Except that this trailer turned out to be just as misleading as Iron Man 3’s. It seems that 2013 has been a year of strange reversal for movie trailers—while in the past, serious movies had to pretend to be generic action-thrillers to get sold, now generic action-thrillers are masquerading as serious and artsy.
This movie, unlike the other entries on the list, is almost non-stop action. Every time a conversation is on the verge of appearing, the screen-writers quickly shut down that boring shit, because who wants to pay money to watch people talk? IT could be a bus falling off a bridge, or a tornado, or an oil rig explosion—apparently Superman’s other power (besides flying, X-ray vision, heat-ray vision, invincibility, super strength and super speed—Mary Sue much?) is causing disasters to spontaneously occur around him. The script for Man of Steel probably reads like two people, one of them Christopher Nolan and the other one an ADHD child sat down and tried to write a script together, taking it in turns.

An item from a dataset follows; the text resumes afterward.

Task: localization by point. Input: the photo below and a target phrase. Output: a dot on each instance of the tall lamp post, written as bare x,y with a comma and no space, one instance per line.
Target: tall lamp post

Nolan: You either die a hero, or live long enough to see yourself become a villain. Ok, your turn.
ADHD Child: Tornado! WHOOOOSH!
By the second half of the film, Man of Steel abandons any attempt at character development and turns into a re-enactment of my childhood games of Sim City. The part where you destroy the entire city with an alien invasion (recent psychological studies using an advanced multivariate regression analysis have proven that is the only part of Sim City anyone cares about).